The Children of Silicon Valley - cageface
http://www.nybooks.com/blogs/nyrblog/2014/jul/17/children-silicon-valley

======
api
After reading a little I thought "yep, this is gonna be another conservative
screed." Kept reading and yes, it's another conservative screed. I realize the
author(s) might think they are liberals, but they're not. They're
reactionaries.

I can't be a conservative. I have eyes. I can't be a reactionary either
because I've studied history, and I don't buy the sugar coated version of it.
There is nothing worth going back to, and there is little worth conserving
except insofar as it serves as a platform and scaffolding to build something
else.

I just can't for the life of me understand how someone could be _truly_
satisfied with this existence enough to want to conserve it... to protect it
from change.
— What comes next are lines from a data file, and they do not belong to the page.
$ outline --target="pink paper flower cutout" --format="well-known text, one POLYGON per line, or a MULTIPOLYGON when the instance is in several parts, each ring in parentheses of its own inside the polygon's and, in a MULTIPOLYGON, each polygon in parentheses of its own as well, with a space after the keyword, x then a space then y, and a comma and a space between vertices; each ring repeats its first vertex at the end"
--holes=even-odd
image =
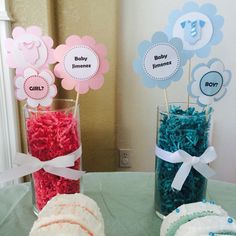
POLYGON ((66 44, 59 45, 54 56, 59 63, 54 68, 57 77, 62 78, 62 87, 85 94, 89 88, 97 90, 104 83, 103 74, 109 69, 105 59, 107 50, 89 36, 80 38, 72 35, 66 44))
POLYGON ((54 82, 55 78, 51 71, 46 69, 38 73, 28 67, 22 76, 15 78, 16 98, 20 101, 27 100, 31 107, 50 106, 57 94, 54 82))
POLYGON ((12 31, 12 37, 6 39, 7 62, 11 68, 16 68, 17 75, 22 75, 27 67, 41 70, 47 68, 48 64, 55 63, 53 40, 42 36, 41 28, 16 27, 12 31))

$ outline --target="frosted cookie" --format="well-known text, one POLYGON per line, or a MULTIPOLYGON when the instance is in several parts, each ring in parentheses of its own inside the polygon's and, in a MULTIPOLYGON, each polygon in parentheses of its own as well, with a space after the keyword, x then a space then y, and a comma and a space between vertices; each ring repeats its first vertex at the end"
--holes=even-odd
POLYGON ((81 194, 61 194, 39 213, 30 236, 104 236, 104 221, 96 202, 81 194))
POLYGON ((220 206, 210 202, 196 202, 182 205, 164 218, 160 235, 174 236, 181 225, 195 218, 208 215, 227 216, 227 212, 220 206))
POLYGON ((175 236, 236 235, 236 222, 228 216, 205 216, 180 226, 175 236))

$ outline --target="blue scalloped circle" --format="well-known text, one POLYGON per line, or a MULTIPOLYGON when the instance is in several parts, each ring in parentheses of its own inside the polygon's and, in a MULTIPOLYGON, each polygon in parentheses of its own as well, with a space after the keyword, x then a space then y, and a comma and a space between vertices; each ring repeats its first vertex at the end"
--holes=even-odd
POLYGON ((169 40, 168 36, 164 32, 156 32, 152 36, 151 41, 145 40, 141 42, 138 46, 138 54, 139 57, 133 62, 133 69, 142 78, 142 83, 144 86, 148 88, 159 87, 161 89, 165 89, 171 84, 172 81, 180 80, 183 75, 183 66, 189 59, 189 54, 183 50, 182 41, 178 38, 172 38, 169 40), (166 78, 165 80, 156 80, 146 72, 143 61, 147 51, 149 51, 155 45, 162 43, 167 43, 175 48, 180 58, 180 64, 178 70, 171 77, 166 78))
POLYGON ((223 33, 221 32, 221 28, 224 25, 224 18, 220 15, 216 15, 217 9, 213 4, 207 3, 202 6, 199 6, 195 2, 187 2, 183 6, 182 10, 175 10, 170 14, 169 22, 165 32, 170 38, 173 37, 173 27, 175 25, 175 22, 181 16, 190 12, 199 12, 203 15, 206 15, 212 23, 213 34, 210 41, 200 49, 188 50, 191 57, 193 57, 195 54, 201 58, 207 57, 210 54, 211 47, 213 45, 219 44, 223 39, 223 33))

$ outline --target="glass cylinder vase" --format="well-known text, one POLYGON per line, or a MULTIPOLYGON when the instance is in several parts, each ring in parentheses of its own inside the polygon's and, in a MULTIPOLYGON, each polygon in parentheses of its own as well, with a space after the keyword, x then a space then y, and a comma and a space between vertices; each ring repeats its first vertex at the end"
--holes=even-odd
MULTIPOLYGON (((183 150, 200 157, 209 146, 212 109, 196 104, 170 104, 158 108, 157 147, 174 153, 183 150)), ((163 217, 182 204, 198 202, 205 198, 207 179, 191 168, 181 190, 172 182, 183 163, 171 163, 156 156, 155 161, 155 211, 163 217)))
MULTIPOLYGON (((28 152, 41 161, 68 155, 81 145, 79 107, 73 100, 55 99, 50 108, 25 106, 25 129, 28 152)), ((72 169, 81 169, 81 159, 72 169)), ((57 194, 80 191, 80 180, 70 180, 46 172, 32 174, 32 195, 35 214, 57 194)))

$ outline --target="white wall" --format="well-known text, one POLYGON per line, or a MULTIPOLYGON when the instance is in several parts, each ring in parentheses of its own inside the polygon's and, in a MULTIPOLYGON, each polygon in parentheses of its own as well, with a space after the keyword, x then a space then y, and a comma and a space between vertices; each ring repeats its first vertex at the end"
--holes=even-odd
MULTIPOLYGON (((118 38, 118 148, 132 149, 132 171, 154 170, 154 147, 156 136, 156 107, 164 103, 163 91, 148 89, 132 70, 137 57, 137 45, 153 33, 163 31, 172 10, 181 9, 183 0, 120 0, 118 38)), ((211 58, 220 58, 232 70, 233 78, 227 95, 215 104, 213 144, 218 159, 213 166, 217 179, 236 183, 236 1, 208 0, 199 4, 213 3, 218 13, 224 16, 223 41, 212 48, 210 57, 192 59, 192 65, 207 63, 211 58)), ((187 66, 180 82, 168 89, 171 101, 186 101, 187 66)))

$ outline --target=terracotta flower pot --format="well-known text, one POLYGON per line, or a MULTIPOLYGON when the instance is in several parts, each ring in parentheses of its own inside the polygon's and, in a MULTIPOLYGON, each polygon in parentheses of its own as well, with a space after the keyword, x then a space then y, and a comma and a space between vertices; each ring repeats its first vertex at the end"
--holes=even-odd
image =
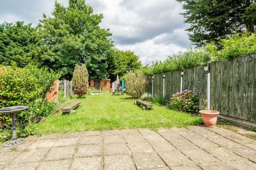
POLYGON ((218 115, 220 113, 216 110, 203 110, 199 111, 204 125, 207 127, 214 127, 217 122, 218 115))

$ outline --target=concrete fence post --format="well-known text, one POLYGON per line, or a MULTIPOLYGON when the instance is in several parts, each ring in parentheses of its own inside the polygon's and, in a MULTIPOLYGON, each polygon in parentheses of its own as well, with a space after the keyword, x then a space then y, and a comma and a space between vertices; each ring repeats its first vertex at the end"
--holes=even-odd
POLYGON ((152 76, 152 96, 154 97, 154 75, 152 76))
POLYGON ((184 75, 184 71, 182 71, 181 74, 181 76, 180 77, 180 92, 182 91, 183 75, 184 75))
POLYGON ((63 98, 66 99, 66 92, 67 92, 67 81, 66 80, 64 80, 64 89, 63 89, 63 98))
POLYGON ((165 86, 164 86, 164 81, 165 79, 165 73, 164 73, 163 75, 163 97, 164 98, 165 94, 165 86))

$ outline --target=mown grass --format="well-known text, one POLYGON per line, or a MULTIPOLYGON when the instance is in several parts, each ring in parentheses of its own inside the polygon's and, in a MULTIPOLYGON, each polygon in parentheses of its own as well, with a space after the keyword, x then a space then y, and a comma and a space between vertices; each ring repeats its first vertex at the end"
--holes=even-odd
POLYGON ((74 98, 66 104, 76 101, 81 106, 75 114, 61 113, 49 116, 37 125, 36 133, 77 132, 159 127, 184 127, 202 123, 199 116, 172 110, 167 107, 153 104, 154 110, 145 110, 133 104, 134 100, 126 100, 123 96, 111 96, 105 92, 99 96, 86 95, 85 98, 74 98))

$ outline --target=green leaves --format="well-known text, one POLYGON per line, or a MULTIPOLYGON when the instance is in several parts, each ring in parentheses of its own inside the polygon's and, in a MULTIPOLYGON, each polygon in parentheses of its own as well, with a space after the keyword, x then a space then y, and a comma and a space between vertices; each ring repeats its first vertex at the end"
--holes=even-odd
POLYGON ((41 45, 38 35, 31 24, 17 21, 0 24, 0 63, 10 65, 15 62, 24 67, 31 63, 40 66, 41 45))

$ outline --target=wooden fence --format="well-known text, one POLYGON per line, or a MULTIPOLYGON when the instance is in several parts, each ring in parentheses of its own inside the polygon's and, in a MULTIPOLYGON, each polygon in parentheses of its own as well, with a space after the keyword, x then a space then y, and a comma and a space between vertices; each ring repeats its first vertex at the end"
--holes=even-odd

Sure, some people are randomly selected by the genetic lottery to
be handsome, intelligent, or born to wealthy parents or in a wealthy nation. I
guess if you were one of those people _and_ never bothered to contemplate
beyond these immediate realities, nor to ponder the fundamental and utter
brutality of that lottery itself, you might be satisfied.

Meanwhile the rest of us are trying to find some way -- be it through
spirituality, technology, art, science, or religion -- to build a ladder tall
enough to climb out of the hell that is the Darwinian process that gave birth
to us.

I'm not saying I hate my life. I actually lead a pretty good one. I have
people I really love, a good job, a great looking future. I guess I got a
decent lotto ticket. But when I open my eyes and step outside myself and look
objectively at the whole reality of my circumstance and those of the people
around me, I can't help but remember that I'm in hell.

So yes I sympathize with "disrupt everything," even though it's reckless and
sometimes amounts to little in the end. At least it's trying to do something.
I even find myself sympathizing on some level with religious fanatics. I don't
share their metaphysics but I understand what could lead a person to that
place. The thing that could make a person fast until near death, blow
themselves up to achieve martyrdom, or drive nails into their own hands in
imitation of Christ... that's the same fundamental dissatisfaction with our
position in the universe that makes us spend years trying to solve hard
technical problems and build rockets to the moon. If we were satisfied we
would do none of these things. We would eat, drink, be merry, and die.